Барона, этого неказистого, кстати, коротышку, звали де Сютен – так, во всяком случае, значилось под золоченым гербом на его карете. На мою долю выпало провожать его на четвертый этаж по нашей вонючей лестнице. Барон поднимался, зажав нос батистовым платком и всем напудренным лицом своим выказывая отвращение. Однако стоило мне ввести его в наше скромное обиталище и закрыть за ним выходившую на лестницу дверь, как я сквозь ублажавший его дорогой одеколон ощутил, что от барона изрядно пованивает не самой дорогой харчевней, сапожной ваксой, винными парами – всей этой мертвечиной, которую не забить и лучшими из существующих в мире духов, из чего я сделал для себя вывод (уж не знаю, насколько ошибочный), что барон, несмотря на свой батистовый платок, на свою карету и золоченый герб – довольно-таки захудалый.

Куда там мой преподобный, вышедший к нему навстречу! Высокий и стройный, в новых, уже самых что ни есть парижских сапогах, в тщательно отглаженной мною накануне новенькой, прежде не надеванной сутане, рядом с этим недомерком-бароном он выглядел, пожалуй, даже величественно. И пахло от него, помимо одеколона, только свежестью и чистотой. А держался он с ним даже не как с равным, а словно кардинал, принимающий малозначимого просителя (если б кто на нашей улице видел!)

– А, это вы, мой друг, – даже не поклонившись, обратился он к барону с таким видом, что всякому сразу же было бы ясно – никаким “другом” тут и не веет. Так же, как и радостью, хотя он все-таки прибавил: – Рад, что вы наконец сподобились нанести визит.

Зато барон раскланялся и заблеял на изысканный парижский манер:

– О, даже почел своим долгом! При тех рекомендациях, которые вы получили от… Да вы, впрочем, сами знаете, от кого… И при тех сокровищах, которые, насколько я знаю… (О чем он? Все-то наши “сокровища” – старенький тубус, непонятно с чем, да шестнадцать франков и сорок су, что, как я знаю, у господина кюре на все про все оставалось в кошельке!) И при той вашей учености, о коей немало наслышан!..
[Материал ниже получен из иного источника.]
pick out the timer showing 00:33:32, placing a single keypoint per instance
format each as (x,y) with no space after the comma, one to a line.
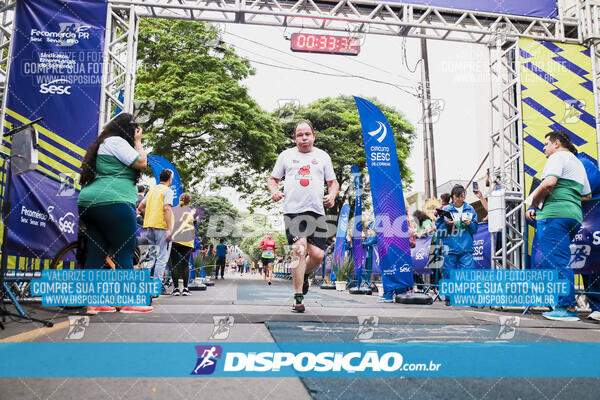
(313,43)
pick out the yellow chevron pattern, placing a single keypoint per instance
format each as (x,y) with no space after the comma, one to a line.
(557,94)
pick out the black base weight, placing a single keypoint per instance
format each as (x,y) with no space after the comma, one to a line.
(414,298)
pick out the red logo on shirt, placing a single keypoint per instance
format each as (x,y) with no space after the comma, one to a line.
(304,175)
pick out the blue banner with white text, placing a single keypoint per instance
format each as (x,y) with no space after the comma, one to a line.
(55,73)
(354,359)
(529,8)
(391,224)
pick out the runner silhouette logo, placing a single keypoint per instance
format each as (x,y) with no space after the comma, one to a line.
(207,359)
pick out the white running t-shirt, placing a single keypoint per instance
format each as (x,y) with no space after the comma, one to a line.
(305,174)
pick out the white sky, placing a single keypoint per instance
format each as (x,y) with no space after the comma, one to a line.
(458,74)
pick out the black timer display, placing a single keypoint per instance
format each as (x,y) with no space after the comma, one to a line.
(312,43)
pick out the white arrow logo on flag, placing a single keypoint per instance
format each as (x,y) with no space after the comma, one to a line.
(378,130)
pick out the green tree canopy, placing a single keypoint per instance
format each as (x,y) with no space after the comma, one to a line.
(202,116)
(224,217)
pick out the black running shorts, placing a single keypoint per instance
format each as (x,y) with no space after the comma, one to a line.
(307,224)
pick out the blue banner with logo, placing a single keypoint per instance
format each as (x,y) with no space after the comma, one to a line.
(391,224)
(357,253)
(38,224)
(55,73)
(340,237)
(529,8)
(158,163)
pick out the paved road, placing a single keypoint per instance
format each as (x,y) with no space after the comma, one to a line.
(261,313)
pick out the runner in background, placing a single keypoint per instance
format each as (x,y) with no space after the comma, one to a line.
(221,254)
(183,244)
(268,246)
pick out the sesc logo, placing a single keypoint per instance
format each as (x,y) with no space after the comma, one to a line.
(66,223)
(56,87)
(207,359)
(404,268)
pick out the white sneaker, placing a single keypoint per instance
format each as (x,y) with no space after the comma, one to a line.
(595,315)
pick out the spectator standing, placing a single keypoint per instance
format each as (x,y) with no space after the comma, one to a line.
(183,244)
(221,253)
(456,233)
(564,185)
(425,225)
(158,220)
(109,171)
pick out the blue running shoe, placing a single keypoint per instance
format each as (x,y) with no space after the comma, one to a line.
(384,299)
(561,314)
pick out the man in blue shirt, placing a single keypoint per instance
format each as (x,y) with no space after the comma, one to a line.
(221,253)
(456,233)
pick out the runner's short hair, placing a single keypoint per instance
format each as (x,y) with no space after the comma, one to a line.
(563,138)
(303,121)
(457,190)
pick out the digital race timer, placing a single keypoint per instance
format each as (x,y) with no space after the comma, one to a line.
(329,44)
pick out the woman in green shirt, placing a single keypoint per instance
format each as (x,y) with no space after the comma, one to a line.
(109,173)
(425,225)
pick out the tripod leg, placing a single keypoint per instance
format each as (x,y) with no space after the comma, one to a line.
(14,300)
(22,314)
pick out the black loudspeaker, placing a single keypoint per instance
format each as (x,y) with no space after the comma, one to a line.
(24,151)
(414,298)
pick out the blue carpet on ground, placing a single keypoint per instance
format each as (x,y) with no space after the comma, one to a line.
(428,388)
(279,292)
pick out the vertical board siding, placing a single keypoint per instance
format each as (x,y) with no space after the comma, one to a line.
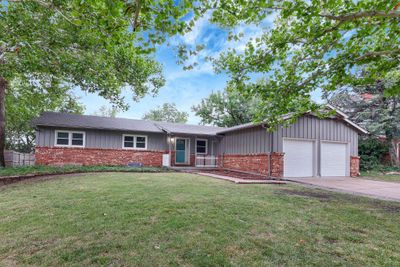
(308,127)
(102,139)
(247,141)
(256,139)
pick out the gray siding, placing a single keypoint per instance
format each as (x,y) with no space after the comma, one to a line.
(246,141)
(309,127)
(102,139)
(257,139)
(211,147)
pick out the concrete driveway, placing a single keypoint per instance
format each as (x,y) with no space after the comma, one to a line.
(357,186)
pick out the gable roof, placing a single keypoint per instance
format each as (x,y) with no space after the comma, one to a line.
(68,120)
(339,114)
(179,128)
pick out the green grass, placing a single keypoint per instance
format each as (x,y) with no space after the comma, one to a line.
(380,175)
(159,219)
(39,169)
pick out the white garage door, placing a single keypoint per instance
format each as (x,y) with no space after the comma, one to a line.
(333,159)
(298,158)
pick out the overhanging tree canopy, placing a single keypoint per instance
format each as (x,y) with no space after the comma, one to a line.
(93,45)
(312,45)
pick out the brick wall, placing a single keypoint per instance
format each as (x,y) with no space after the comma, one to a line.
(255,163)
(95,156)
(354,166)
(277,165)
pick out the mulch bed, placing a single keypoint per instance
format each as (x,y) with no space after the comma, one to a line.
(7,180)
(237,174)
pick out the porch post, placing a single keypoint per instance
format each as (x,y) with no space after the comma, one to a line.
(170,149)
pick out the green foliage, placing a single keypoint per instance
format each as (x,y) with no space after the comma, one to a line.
(371,151)
(168,112)
(87,44)
(26,101)
(38,169)
(371,108)
(105,111)
(312,45)
(226,109)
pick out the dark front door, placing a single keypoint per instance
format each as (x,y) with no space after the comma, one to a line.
(180,151)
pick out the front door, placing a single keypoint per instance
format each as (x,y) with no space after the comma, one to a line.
(181,151)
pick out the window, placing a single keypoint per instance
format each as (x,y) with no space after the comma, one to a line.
(134,141)
(141,142)
(70,138)
(201,146)
(62,138)
(129,141)
(77,139)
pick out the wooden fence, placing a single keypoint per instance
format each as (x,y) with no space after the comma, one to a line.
(14,158)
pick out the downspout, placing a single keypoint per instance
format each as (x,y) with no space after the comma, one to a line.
(169,149)
(271,135)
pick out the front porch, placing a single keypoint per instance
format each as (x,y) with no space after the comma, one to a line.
(187,152)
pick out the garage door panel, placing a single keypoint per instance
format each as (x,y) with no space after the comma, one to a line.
(298,158)
(333,159)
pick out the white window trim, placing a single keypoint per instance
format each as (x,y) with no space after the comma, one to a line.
(134,142)
(202,139)
(69,138)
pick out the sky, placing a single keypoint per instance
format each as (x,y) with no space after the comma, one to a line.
(182,87)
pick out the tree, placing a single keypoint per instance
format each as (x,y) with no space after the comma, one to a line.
(99,46)
(372,109)
(105,111)
(312,45)
(226,109)
(167,112)
(25,102)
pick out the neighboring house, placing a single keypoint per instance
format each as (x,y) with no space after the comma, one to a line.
(309,147)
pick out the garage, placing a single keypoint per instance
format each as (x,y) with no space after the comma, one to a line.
(334,159)
(299,158)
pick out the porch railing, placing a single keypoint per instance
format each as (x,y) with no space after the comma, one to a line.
(206,161)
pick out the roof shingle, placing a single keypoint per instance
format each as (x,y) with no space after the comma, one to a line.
(68,120)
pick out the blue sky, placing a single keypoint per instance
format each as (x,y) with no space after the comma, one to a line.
(184,88)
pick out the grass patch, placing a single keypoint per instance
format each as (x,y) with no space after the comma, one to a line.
(381,175)
(39,169)
(159,219)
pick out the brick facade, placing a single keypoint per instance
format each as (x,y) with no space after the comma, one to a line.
(354,166)
(277,165)
(95,156)
(255,163)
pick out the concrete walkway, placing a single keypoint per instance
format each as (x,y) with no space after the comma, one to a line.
(357,186)
(240,181)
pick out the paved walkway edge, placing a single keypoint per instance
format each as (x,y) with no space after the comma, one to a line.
(341,190)
(240,181)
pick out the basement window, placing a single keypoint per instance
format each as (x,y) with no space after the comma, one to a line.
(70,138)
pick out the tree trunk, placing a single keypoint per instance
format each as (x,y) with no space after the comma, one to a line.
(393,153)
(3,87)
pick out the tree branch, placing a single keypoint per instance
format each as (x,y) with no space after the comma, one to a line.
(363,14)
(378,54)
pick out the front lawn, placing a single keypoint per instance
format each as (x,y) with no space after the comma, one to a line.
(380,175)
(158,219)
(39,169)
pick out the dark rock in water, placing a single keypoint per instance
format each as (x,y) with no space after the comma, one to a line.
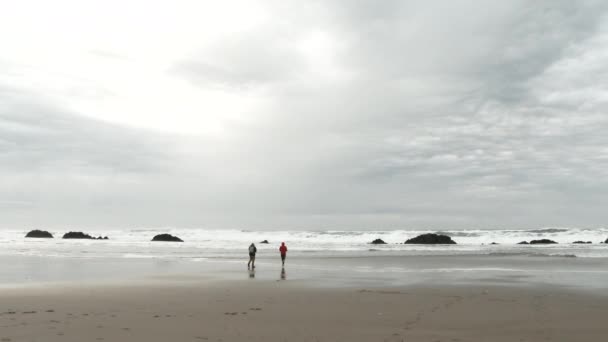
(39,234)
(542,242)
(167,237)
(431,239)
(77,235)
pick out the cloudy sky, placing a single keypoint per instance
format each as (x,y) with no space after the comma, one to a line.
(304,114)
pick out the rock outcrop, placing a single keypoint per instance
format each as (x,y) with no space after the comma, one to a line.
(431,239)
(167,237)
(77,235)
(39,234)
(542,242)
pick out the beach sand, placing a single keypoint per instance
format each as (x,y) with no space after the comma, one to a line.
(281,311)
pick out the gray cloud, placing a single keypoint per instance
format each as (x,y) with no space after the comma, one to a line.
(438,115)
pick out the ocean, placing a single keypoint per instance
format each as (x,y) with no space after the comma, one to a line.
(329,257)
(206,243)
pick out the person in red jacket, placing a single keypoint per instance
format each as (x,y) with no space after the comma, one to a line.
(283,250)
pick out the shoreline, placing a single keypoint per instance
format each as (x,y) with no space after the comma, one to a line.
(283,311)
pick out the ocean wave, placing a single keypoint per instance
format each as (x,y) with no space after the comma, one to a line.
(543,255)
(548,230)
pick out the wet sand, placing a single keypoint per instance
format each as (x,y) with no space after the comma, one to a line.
(242,310)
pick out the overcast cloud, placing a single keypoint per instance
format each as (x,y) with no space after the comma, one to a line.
(308,114)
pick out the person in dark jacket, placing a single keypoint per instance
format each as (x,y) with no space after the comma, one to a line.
(283,250)
(252,251)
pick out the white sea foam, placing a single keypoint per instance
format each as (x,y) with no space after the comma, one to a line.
(209,243)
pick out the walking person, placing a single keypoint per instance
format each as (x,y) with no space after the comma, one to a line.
(283,250)
(252,251)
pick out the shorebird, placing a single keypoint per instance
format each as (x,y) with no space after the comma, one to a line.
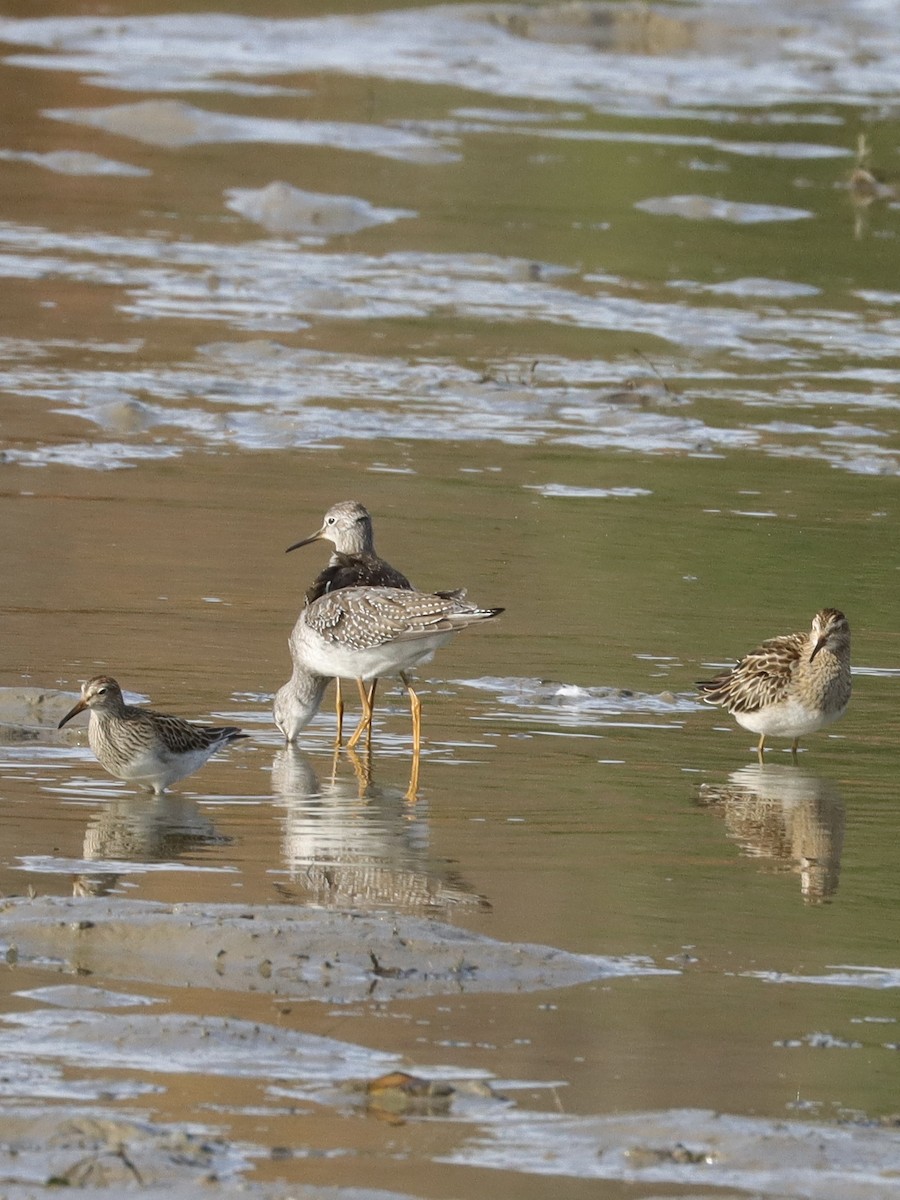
(364,634)
(143,747)
(791,685)
(353,563)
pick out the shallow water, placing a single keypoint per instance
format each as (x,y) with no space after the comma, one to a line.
(601,334)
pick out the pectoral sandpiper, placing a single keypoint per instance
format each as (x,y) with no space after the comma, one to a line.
(143,747)
(353,563)
(791,685)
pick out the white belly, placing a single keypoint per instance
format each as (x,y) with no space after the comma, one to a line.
(336,661)
(791,719)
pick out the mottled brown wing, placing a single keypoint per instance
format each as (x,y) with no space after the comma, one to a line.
(361,618)
(759,678)
(181,736)
(354,571)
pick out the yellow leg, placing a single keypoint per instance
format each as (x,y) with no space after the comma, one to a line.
(415,708)
(370,702)
(413,789)
(367,699)
(339,709)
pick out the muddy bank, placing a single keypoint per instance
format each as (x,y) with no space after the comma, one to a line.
(102,1155)
(307,954)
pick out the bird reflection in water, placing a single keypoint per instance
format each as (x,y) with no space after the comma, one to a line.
(138,828)
(353,844)
(786,816)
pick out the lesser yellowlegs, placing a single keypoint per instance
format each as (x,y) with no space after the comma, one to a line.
(143,747)
(353,563)
(791,685)
(366,633)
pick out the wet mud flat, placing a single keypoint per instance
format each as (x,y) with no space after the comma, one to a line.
(81,1036)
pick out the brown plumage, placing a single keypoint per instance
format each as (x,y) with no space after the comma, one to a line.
(790,685)
(141,745)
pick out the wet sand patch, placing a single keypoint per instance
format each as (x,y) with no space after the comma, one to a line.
(307,954)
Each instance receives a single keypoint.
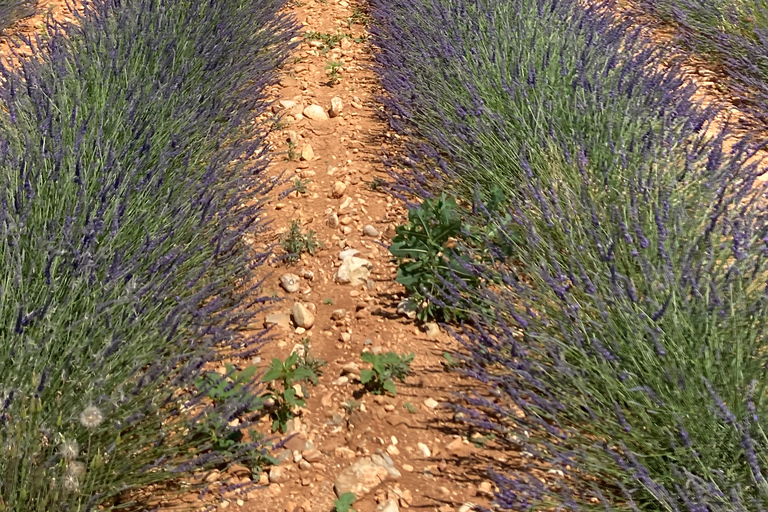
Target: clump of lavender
(127, 146)
(624, 321)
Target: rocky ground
(392, 452)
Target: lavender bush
(124, 173)
(620, 331)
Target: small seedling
(300, 185)
(450, 363)
(292, 153)
(375, 184)
(334, 72)
(424, 250)
(480, 440)
(327, 40)
(309, 361)
(385, 369)
(219, 387)
(344, 503)
(282, 375)
(350, 405)
(359, 17)
(295, 242)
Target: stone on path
(281, 320)
(364, 474)
(290, 282)
(315, 112)
(354, 271)
(371, 231)
(388, 506)
(307, 153)
(346, 253)
(302, 317)
(278, 475)
(338, 189)
(336, 107)
(432, 329)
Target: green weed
(344, 503)
(282, 375)
(295, 242)
(385, 369)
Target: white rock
(371, 231)
(346, 253)
(307, 153)
(388, 506)
(336, 107)
(302, 316)
(280, 320)
(350, 367)
(433, 330)
(338, 189)
(290, 282)
(315, 112)
(278, 475)
(354, 271)
(360, 478)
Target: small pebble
(290, 282)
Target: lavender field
(128, 146)
(581, 222)
(600, 256)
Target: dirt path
(407, 450)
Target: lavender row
(128, 147)
(606, 255)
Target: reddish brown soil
(346, 149)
Однако, мой преподобный отрубил это затянувшееся блеянье:

– Прошу…

С этими словами отец Беренжер пропустил барона в комнату и закрыл за собой дверь, достаточно, впрочем, тонкую, так что, если вплотную приложить к ней ухо (да простит меня Господь за этот грех!) и быть внимательным, довольно много можно услышать.

Что-то продолжал блеять барон – на что-то эдакое ему необходимо было взглянуть…

– …ибо, при всем доверии к вам, кое не может подлежать ни малейшему сомнению, все-таки должна быть определенная уверенность, поскольку лица (о, не будем их называть!), пославшие меня, должны знать наверняка…

– Деньги, что я просил, вы, надеюсь, принесли? – сухо перебил его кюре.

И снова блеянье, из которого можно было еще раз понять, что барон прежде хочет удостовериться.

– Я держу при себе лишь списки, мною самостоятельно выполненные, – сказал отец Беренжер.

– О! А подлинники вы кому-то доверили?!.. Неужто вы не понимаете, сколь это…

– Подлинники хранятся в сейфе банка у Ротшильда, – так же сухо ответил мой кюре. – Надеюсь, в надежности этого банка вы не сомневаетесь?

– Нисколько, нисколько… – сказал барон – по-моему, чуть разочарованно. – Хотя лицо, которое меня послало с этой миссией, более интересовали бы подлинники.

– Тем не менее, вам придется покамест довольствоваться… И вам, и ему… Кстати, вы как-то запамятовали о моем вопросе насчет денег…

Барон, однако, блеял о своем (некоторые слова не долетали до моего слуха):

– М-да… Но подлинники, однако… …Вы, надеюсь, понимаете, что – совершенно разное отношение… …и если бы оное лицо получило подлинники хотя бы на один день… С возвратом, разумеется, с возвратом!..

Зато отец Беренжер говорил отчетливо, я хорошо слышал каждое его слово.

– Об упомянутом вами лице, – сказал он, – я успел навести кое-какие справки. Например, знаю, что как-то к нему – тоже, кстати, всего на один день – попал подлинный, времен раннего христианства, список некоего апокрифического Апокалипсиса, который на следующий день, согласно договоренности, и был возвращен. Он и по сей день хранится в библиотеке собора Святого Петра. Только вот беда – установлено, что пергамент произведен всего лет десять назад, вероятно, из шкуры какой-нибудь несчастной нормандской коровёнки (кажется, в Нормандии поместье вашего лица?), а чернила, хоть и изготовлены по старинным рецептам, но изготовлены никак не позднее Франко-Прусской войны.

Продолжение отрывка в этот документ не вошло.